According to a November 2019 consultation report, the UK NSC's (2019a) February meeting determined ‘that there was insufficient evidence on the evidence of benefits to outweigh the harms associated with screening, and insufficient evidence to demonstrate cost-effectiveness’. In December 2019, the UK NSC (2019b) noted that it has been considering screening all babies with PO since 2012; that around 40% of units use PO and 60% do not use PO; and ‘the UK NSC agreed that further research is needed before they can make a recommendation on the use of PO as an extra test in the newborn and infant physical exam (NIPE)’. Among the UK NSC's (2019a) concerns were false positive results, and that a positive PO result would generate parental anxiety and more tests for non-symptomatic conditions; a longer hospital stay; and possible transfer to the neonatal unit (NNU).

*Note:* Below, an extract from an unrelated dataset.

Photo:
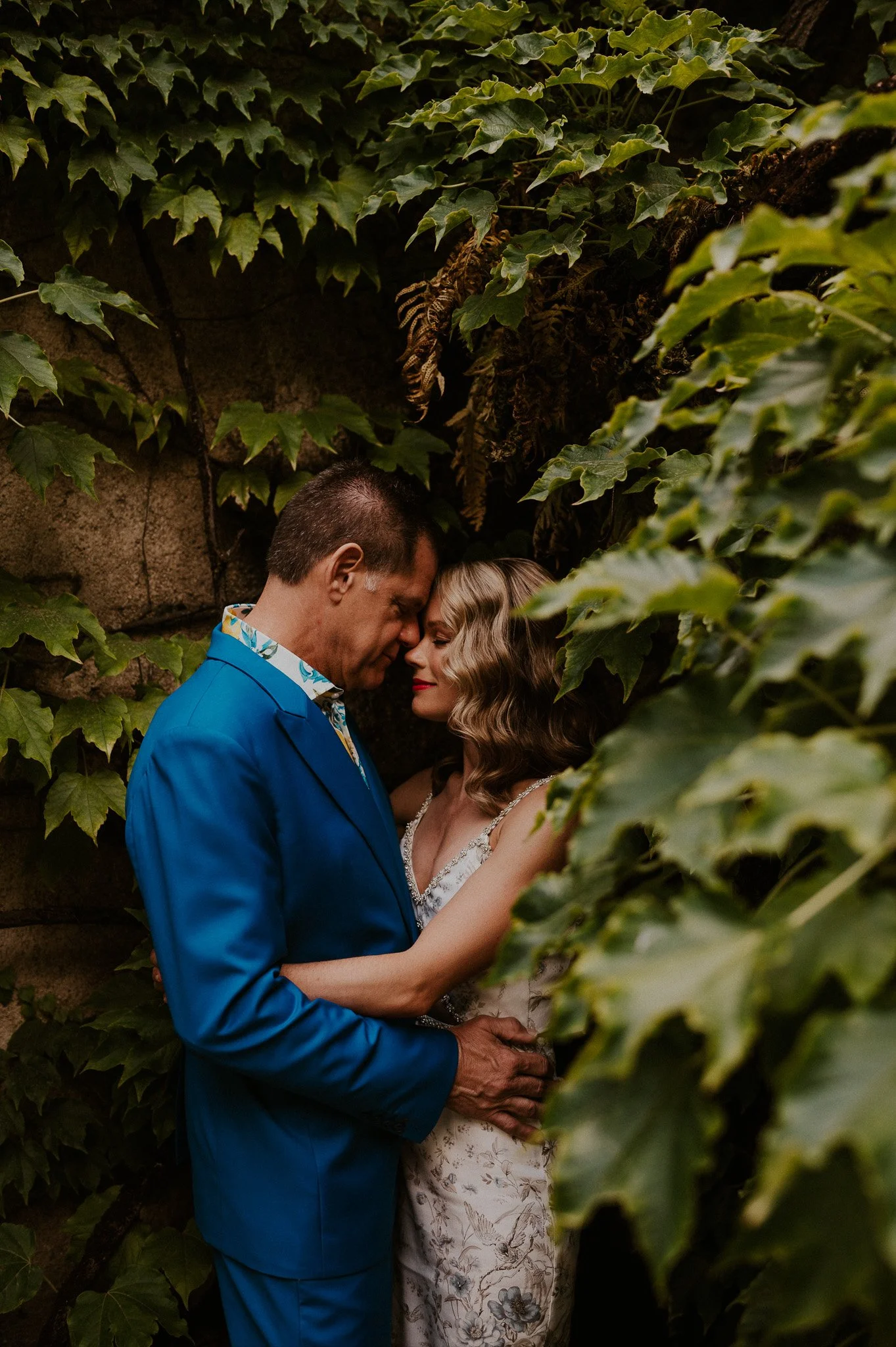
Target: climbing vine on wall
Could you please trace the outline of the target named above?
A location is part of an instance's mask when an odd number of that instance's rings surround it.
[[[881,38],[891,8],[857,18]],[[187,450],[215,602],[222,520],[260,505],[273,520],[309,447],[437,477],[455,544],[452,500],[475,532],[527,493],[519,517],[556,570],[597,546],[539,610],[568,610],[565,687],[599,661],[636,709],[557,787],[556,814],[583,819],[570,867],[523,900],[503,955],[514,970],[574,955],[557,1024],[589,1037],[552,1106],[561,1219],[622,1202],[661,1293],[686,1250],[733,1268],[720,1286],[745,1304],[743,1342],[884,1321],[883,1113],[809,1136],[799,1109],[819,1063],[861,1049],[889,1070],[892,97],[800,112],[815,62],[799,44],[674,3],[28,0],[0,23],[7,191],[52,205],[59,248],[54,275],[32,276],[15,237],[0,245],[15,471],[42,498],[57,475],[91,494],[97,459],[125,470],[104,420],[137,451]],[[869,84],[891,77],[874,47]],[[853,154],[829,214],[749,213],[770,172],[862,135],[883,137],[877,158]],[[118,230],[144,304],[91,273]],[[167,279],[186,238],[210,287],[266,255],[312,268],[334,304],[397,291],[406,416],[331,389],[299,411],[233,403],[211,424]],[[104,352],[156,325],[179,387],[151,399],[139,362],[122,383],[101,356],[48,358],[38,311]],[[222,443],[241,461],[221,463]],[[38,792],[48,835],[71,820],[101,839],[155,709],[202,655],[0,572],[0,772]],[[86,661],[96,691],[40,691],[47,660]],[[667,679],[650,699],[644,661]],[[133,694],[108,690],[126,669]],[[35,1196],[79,1203],[42,1343],[178,1336],[207,1277],[192,1227],[139,1219],[176,1056],[145,968],[137,951],[77,1012],[4,983],[23,1024],[1,1065],[0,1199],[12,1218]],[[739,1102],[771,1095],[759,1168],[732,1177]],[[705,1193],[748,1180],[744,1220],[732,1199],[725,1238],[716,1216],[706,1235]],[[831,1192],[853,1224],[825,1243],[806,1212]],[[0,1312],[44,1286],[35,1249],[27,1226],[0,1226]],[[799,1290],[825,1258],[837,1276]]]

Pulse oximetry screening is an accurate way of determining how much oxygen is in a newborn's blood stream

Responding, Ewer et al (2019) reported that out of 32 597 babies they screened, 114 (0.35%) who tested positive were admitted to NNU, of which eight had a CCHD. However, 82 of the babies admitted to NNU (72% of the total admitted) had a significant non-cardiac illness. Although strictly speaking, false positives they were not trivial conditions: congenital pneumonia, persistent pulmonary hypertension of the newborn, culture positive and culture negative sepsis, meconium aspiration, pneumothorax, transient tachypnoea of the newborn and respiratory distress syndrome, all of which needed treatment, and ‘only 22 babies admitted to NNU (0.07% of all babies screened) were healthy’ (Ewer et al, 2019). It seems reasonable for Ewer et al (2019) to urge the UK NSC ‘to review their decision not to introduce routine newborn PO screening for CCHD in light of our conclusions.’

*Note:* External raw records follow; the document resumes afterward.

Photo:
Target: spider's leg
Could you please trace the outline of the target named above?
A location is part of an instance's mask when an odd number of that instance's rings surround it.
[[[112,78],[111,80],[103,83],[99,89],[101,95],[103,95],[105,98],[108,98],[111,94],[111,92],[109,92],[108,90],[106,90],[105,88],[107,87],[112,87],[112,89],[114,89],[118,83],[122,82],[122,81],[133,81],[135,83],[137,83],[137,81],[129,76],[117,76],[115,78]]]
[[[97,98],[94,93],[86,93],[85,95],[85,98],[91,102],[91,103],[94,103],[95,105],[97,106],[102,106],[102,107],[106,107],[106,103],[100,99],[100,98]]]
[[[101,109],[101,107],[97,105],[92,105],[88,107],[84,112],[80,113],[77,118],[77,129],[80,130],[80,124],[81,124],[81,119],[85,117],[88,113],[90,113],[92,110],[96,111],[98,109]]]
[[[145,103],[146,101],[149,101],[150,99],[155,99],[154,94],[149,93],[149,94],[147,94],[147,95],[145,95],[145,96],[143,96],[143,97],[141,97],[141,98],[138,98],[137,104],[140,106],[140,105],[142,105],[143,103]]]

Dr Katherine Wood, UK Neonatal Grid Trainee Group representative, reported the unanimous opinion of trainees that PO screening should be included in the NIPE, adding: ‘False positive results have been raised in the NSC report as one of the reasons for deciding against PO screening. False positive results are commonly due to non-cardiac conditions, but the majority of these conditions also benefit from early detection and treatment … we strongly believe that no baby should be sent home with hypoxaemia … [and] the concern that the NSC (2019a) has about increasing parental anxiety is unfounded’.

Similarly, in August 2019, the Congenital Cardiac Nurses felt that the UK NSC's (2019a) decision would disadvantage babies throughout the UK: ‘In our daily work, we see the consequences of late diagnosis and we feel the addition of PO will help reduce this and improve outcomes for these babies’.

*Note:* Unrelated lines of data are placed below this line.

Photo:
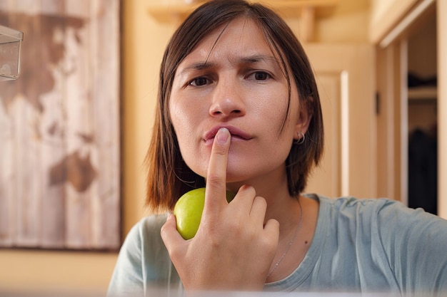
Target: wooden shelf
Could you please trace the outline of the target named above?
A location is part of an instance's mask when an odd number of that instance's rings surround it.
[[[188,4],[178,2],[170,4],[154,4],[149,6],[149,14],[157,21],[173,23],[183,21],[204,1]],[[315,9],[316,16],[323,17],[331,14],[339,0],[258,0],[258,2],[272,8],[283,17],[300,17],[303,11],[308,8]]]

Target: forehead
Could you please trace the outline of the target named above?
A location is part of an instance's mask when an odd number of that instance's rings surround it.
[[[204,37],[180,66],[191,60],[211,61],[260,54],[276,56],[258,24],[249,18],[239,17]]]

A dilemma arises from those on one side who see the practical benefit of PO, and on the other side the UK NSC's demand for greater evidential stringency before a firm decision can be made. This has the makings of a moral dilemma with the PO intervention associated with both good and a perceived harm for a newborn. Utilitarianism – the greatest benefit for the greatest number – seems an attractive basis for resolution, but in the resource-limited context of the NHS to what extent can doing what is morally right take precedence over what is cost-effective and wholly evidence-based?